Notebook

Notebook 7: Final ¶

Let's build the final micrograd.¶

Run the code, note the common error listed, and view the summary. Keep running forward, backward, and SGD to minimize the loss!¶

In [38]:

import math
import numpy as np
import matplotlib.pyplot as plt

In [39]:

from graphviz import Digraph

def trace(root):
  # builds a set of all nodes and edges in a graph
  nodes, edges = set(), set()
  def build(v):
    if v not in nodes:
      nodes.add(v)
      for child in v._prev:
        edges.add((child, v))
        build(child)
  build(root)
  return nodes, edges

def draw_dot(root):
  dot = Digraph(format='svg', graph_attr={'rankdir': 'LR'}) # LR = left to right
  
  nodes, edges = trace(root)
  for n in nodes:
    uid = str(id(n))
    # for any value in the graph, create a rectangular ('record') node for it
    dot.node(name = uid, label = "{ %s | data %.4f | grad %.4f }" % (n.label, n.data, n.grad), shape='record')
    if n._op:
      # if this value is a result of some operation, create an op node for it
      dot.node(name = uid + n._op, label = n._op)
      # and connect this node to it
      dot.edge(uid + n._op, uid)

  for n1, n2 in edges:
    # connect n1 to the op node of n2
    dot.edge(str(id(n1)), str(id(n2)) + n2._op)

  return dot

In [40]:

class Value:
    def __init__(self, data, _children=(), _op='', label=''):
        self.data = data
        self.grad = 0.0
        self._backward = lambda: None
        self._prev = set(_children)
        self._op = _op
        self.label = label

    def __repr__(self):
        return f"Value(data={self.data})"

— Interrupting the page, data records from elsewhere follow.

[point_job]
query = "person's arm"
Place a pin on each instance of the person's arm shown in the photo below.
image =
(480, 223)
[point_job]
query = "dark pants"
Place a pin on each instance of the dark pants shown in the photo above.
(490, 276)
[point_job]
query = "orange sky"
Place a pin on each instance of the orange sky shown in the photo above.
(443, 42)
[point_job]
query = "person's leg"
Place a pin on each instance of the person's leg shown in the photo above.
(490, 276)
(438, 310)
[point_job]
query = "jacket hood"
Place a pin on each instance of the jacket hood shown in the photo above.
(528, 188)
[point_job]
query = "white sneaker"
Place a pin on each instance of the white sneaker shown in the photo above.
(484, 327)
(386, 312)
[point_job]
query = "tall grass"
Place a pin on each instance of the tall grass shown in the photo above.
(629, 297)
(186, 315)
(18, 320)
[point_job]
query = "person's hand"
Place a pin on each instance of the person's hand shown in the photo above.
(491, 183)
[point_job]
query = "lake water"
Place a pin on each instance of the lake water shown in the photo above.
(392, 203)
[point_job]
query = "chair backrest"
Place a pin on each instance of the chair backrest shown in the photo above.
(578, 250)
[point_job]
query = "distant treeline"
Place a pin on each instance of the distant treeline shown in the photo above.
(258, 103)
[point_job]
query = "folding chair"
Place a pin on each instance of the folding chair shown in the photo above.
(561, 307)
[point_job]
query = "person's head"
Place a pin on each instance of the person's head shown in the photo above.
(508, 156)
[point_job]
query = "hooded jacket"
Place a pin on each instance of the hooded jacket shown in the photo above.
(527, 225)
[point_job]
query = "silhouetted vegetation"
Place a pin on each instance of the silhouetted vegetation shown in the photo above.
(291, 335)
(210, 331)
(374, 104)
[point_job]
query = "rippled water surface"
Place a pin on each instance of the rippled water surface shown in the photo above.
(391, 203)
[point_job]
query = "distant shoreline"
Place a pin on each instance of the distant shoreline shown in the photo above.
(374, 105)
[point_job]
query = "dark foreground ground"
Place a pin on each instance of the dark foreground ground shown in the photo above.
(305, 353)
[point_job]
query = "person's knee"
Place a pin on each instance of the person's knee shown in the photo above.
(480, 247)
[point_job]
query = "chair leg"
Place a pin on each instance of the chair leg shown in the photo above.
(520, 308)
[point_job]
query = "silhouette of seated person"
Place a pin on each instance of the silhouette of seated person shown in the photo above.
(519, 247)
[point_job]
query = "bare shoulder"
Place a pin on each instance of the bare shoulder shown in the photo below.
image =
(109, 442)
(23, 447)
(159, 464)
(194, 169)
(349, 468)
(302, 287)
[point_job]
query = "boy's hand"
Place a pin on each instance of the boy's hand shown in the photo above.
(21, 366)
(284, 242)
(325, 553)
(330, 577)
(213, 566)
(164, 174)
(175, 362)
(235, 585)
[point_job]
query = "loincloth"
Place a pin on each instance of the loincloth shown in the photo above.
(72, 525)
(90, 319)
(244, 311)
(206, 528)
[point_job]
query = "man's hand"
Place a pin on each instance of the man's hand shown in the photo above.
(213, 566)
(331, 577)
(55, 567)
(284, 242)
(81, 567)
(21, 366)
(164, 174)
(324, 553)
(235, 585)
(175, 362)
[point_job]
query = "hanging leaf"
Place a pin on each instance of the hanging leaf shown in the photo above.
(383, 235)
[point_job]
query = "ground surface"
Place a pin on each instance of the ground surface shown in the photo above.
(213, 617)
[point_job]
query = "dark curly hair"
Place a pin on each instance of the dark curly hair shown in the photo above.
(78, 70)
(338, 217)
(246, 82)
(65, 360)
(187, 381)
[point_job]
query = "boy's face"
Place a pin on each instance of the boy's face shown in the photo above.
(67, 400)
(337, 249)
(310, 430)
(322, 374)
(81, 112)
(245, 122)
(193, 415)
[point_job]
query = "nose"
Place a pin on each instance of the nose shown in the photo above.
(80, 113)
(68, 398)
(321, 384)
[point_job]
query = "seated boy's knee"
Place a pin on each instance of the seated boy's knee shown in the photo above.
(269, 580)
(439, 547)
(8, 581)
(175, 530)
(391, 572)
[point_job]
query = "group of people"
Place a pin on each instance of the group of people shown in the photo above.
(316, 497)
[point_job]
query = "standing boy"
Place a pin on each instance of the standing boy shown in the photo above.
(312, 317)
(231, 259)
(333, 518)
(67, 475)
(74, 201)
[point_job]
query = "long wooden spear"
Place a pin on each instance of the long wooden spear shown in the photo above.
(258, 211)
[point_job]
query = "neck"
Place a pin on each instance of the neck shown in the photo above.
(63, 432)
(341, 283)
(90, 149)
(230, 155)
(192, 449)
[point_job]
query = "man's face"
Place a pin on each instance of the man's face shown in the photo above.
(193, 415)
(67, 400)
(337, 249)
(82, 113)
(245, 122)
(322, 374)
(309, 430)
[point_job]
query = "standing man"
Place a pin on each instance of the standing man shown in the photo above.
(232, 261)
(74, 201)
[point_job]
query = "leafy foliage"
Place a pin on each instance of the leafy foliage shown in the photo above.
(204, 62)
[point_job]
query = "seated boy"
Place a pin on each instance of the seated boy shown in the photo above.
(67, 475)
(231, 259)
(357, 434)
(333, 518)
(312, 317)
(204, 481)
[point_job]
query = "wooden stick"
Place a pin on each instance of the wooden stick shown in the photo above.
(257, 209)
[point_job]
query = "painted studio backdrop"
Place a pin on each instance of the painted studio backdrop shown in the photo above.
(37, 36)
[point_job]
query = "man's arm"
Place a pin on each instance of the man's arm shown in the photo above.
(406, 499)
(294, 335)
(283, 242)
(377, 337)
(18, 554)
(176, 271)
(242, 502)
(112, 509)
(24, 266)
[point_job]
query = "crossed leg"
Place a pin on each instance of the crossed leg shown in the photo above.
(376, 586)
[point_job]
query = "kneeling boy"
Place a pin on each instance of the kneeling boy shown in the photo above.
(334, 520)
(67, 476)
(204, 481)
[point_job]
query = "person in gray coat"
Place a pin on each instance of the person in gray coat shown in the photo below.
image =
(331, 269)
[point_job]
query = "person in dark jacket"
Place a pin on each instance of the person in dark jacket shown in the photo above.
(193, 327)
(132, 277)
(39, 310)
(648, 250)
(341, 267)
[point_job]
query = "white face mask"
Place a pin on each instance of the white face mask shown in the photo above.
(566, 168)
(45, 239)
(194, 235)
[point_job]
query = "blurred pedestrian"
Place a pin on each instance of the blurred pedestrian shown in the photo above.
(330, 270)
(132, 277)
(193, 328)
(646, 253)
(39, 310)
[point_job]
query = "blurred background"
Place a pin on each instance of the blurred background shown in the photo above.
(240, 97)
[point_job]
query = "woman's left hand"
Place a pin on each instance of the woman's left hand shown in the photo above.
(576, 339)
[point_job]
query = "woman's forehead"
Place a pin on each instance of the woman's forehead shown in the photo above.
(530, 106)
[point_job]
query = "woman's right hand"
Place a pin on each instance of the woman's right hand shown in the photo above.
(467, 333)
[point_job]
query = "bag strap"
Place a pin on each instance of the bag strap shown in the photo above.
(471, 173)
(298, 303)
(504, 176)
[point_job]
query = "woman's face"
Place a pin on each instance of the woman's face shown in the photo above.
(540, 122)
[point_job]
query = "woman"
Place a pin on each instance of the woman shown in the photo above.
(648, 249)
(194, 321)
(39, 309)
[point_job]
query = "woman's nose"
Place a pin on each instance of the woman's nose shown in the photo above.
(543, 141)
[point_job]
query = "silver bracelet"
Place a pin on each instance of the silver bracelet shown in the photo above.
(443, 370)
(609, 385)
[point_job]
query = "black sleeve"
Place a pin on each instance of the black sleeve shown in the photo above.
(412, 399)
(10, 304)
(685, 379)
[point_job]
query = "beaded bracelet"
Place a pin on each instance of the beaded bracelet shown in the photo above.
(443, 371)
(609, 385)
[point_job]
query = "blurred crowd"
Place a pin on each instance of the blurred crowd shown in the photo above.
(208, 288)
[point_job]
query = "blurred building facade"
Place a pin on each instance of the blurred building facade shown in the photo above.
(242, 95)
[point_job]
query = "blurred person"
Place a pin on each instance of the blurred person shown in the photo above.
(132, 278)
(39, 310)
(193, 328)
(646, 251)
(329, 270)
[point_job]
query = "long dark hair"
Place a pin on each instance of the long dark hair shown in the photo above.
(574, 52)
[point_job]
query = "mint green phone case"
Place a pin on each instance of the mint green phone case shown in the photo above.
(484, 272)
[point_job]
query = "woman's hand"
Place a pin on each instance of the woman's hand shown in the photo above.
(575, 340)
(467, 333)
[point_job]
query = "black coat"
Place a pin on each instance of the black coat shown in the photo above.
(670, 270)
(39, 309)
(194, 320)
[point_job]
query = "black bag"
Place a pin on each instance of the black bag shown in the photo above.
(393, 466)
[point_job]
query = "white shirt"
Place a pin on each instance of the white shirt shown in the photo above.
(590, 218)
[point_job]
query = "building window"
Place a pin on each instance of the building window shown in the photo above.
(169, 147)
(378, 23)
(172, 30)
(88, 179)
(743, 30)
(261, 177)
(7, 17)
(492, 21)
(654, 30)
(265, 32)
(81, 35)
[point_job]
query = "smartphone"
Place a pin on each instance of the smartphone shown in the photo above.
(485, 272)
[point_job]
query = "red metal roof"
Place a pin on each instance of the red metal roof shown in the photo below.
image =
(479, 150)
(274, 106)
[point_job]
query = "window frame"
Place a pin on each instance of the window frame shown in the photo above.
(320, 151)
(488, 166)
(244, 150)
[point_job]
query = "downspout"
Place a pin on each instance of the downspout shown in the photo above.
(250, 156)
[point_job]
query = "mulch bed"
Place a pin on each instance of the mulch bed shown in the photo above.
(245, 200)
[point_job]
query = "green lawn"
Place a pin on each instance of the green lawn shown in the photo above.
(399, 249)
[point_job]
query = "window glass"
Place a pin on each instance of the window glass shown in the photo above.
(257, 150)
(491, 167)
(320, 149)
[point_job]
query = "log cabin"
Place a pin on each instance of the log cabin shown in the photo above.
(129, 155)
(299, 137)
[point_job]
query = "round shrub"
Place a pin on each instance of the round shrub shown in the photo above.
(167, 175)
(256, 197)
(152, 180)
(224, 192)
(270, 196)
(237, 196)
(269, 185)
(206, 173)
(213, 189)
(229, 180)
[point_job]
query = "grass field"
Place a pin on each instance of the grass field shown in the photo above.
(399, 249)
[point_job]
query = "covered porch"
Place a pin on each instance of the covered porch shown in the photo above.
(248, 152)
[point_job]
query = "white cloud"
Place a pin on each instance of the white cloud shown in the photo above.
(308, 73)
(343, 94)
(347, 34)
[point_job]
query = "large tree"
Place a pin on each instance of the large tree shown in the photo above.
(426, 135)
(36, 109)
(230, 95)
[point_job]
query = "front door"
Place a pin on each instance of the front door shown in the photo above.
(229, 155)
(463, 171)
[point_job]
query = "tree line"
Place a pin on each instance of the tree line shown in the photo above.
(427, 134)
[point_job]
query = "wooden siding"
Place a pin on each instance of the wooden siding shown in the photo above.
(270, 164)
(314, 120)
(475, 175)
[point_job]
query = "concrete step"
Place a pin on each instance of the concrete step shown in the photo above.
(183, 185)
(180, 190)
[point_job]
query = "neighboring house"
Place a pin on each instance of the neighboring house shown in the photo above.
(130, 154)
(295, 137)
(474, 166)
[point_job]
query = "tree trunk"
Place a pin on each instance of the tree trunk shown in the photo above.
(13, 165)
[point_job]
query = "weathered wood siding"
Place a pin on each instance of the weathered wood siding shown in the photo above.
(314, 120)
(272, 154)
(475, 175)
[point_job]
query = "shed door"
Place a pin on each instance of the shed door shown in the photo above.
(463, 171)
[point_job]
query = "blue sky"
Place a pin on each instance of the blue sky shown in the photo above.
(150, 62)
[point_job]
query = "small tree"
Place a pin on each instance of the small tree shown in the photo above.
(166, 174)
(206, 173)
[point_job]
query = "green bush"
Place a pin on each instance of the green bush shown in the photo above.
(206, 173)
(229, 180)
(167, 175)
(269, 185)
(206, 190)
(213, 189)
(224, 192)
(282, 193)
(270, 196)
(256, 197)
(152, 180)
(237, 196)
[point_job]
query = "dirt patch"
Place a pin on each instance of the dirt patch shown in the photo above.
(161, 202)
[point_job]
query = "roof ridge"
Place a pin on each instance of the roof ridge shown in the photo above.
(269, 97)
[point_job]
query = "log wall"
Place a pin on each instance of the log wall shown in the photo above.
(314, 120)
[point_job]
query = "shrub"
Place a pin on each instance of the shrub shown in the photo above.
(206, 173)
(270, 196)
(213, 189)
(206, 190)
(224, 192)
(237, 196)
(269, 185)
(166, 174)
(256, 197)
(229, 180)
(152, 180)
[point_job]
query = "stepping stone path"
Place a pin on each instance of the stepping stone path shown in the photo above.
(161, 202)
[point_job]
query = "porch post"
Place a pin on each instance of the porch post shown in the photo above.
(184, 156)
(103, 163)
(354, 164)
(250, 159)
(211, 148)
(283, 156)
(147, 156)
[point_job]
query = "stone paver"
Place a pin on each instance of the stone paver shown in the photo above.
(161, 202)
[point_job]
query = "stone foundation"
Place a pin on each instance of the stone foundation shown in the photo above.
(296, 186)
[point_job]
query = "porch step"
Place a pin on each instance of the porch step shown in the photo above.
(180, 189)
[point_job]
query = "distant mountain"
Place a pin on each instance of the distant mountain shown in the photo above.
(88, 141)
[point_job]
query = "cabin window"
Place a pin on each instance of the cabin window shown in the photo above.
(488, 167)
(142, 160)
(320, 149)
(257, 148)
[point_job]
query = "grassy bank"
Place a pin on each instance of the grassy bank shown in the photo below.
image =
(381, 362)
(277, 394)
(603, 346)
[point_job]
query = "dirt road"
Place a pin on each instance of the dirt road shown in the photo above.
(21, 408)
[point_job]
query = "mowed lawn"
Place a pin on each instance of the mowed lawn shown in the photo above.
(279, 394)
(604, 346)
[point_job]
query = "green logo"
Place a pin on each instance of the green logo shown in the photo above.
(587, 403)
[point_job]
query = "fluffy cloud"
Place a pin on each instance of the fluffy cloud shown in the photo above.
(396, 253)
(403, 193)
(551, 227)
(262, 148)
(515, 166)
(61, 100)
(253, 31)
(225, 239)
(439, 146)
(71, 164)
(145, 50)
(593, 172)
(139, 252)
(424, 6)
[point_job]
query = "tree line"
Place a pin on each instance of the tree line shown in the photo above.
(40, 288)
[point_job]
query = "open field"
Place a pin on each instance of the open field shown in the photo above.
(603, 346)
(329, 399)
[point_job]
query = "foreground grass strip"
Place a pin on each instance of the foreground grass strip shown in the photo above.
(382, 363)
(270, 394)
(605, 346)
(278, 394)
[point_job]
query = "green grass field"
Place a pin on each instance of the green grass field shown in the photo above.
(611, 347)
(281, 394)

    def __add__(self, other):
        other = other if isinstance(other, Value) else Value(other)
        out = Value(self.data + other.data, (self, other), '+')

        def _backward():
            self.grad += 1.0 * out.grad
            other.grad += 1.0 * out.grad
        out._backward = _backward

        return out

    def __mul__(self, other):
        other = other if isinstance(other, Value) else Value(other)
        out = Value(self.data * other.data, (self, other), '*')

        def _backward():
            self.grad += other.data * out.grad
            other.grad += self.data * out.grad
        out._backward = _backward

        return out

    def __neg__(self):
        return self * -1

    def __sub__(self, other):
        return self + (-other)

    def __pow__(self, other):
        assert isinstance(other, (int, float)), "only supporting int/float powers for now"
        out = Value(self.data ** other, (self,), f'**{other}')

        def _backward():
            self.grad += other * self.data ** (other - 1) * out.grad
        out._backward = _backward
        return out

    def __rmul__(self, other):
        return self * other

    def __truediv__(self, other):
        return self * other ** -1

    def tanh(self):
        x = self.data
        t = (math.exp(2 * x) - 1) / (math.exp(2 * x) + 1)
        out = Value(t, (self,), 'tanh')

        def _backward():
            self.grad += (1 - t ** 2) * out.grad
        out._backward = _backward

        return out

    def exp(self):
        x = self.data
        out = Value(math.exp(x), (self,), 'exp')

        def _backward():
            self.grad += out.data * out.grad
        out._backward = _backward
        return out

    def backward(self):
        topo = []
        visited = set()
        def build_topo(v):
            if v not in visited:
                visited.add(v)
                for child in v._prev:
                    build_topo(child)
                topo.append(v)
        build_topo(self)

        self.grad = 1.0
        for node in reversed(topo):
            node._backward()

import random
class Neuron:
    def __init__(self, nin):
        self.w = [Value(random.uniform(-1, 1)) for _ in range(nin)]
        self.b = Value(random.uniform(-1, 1))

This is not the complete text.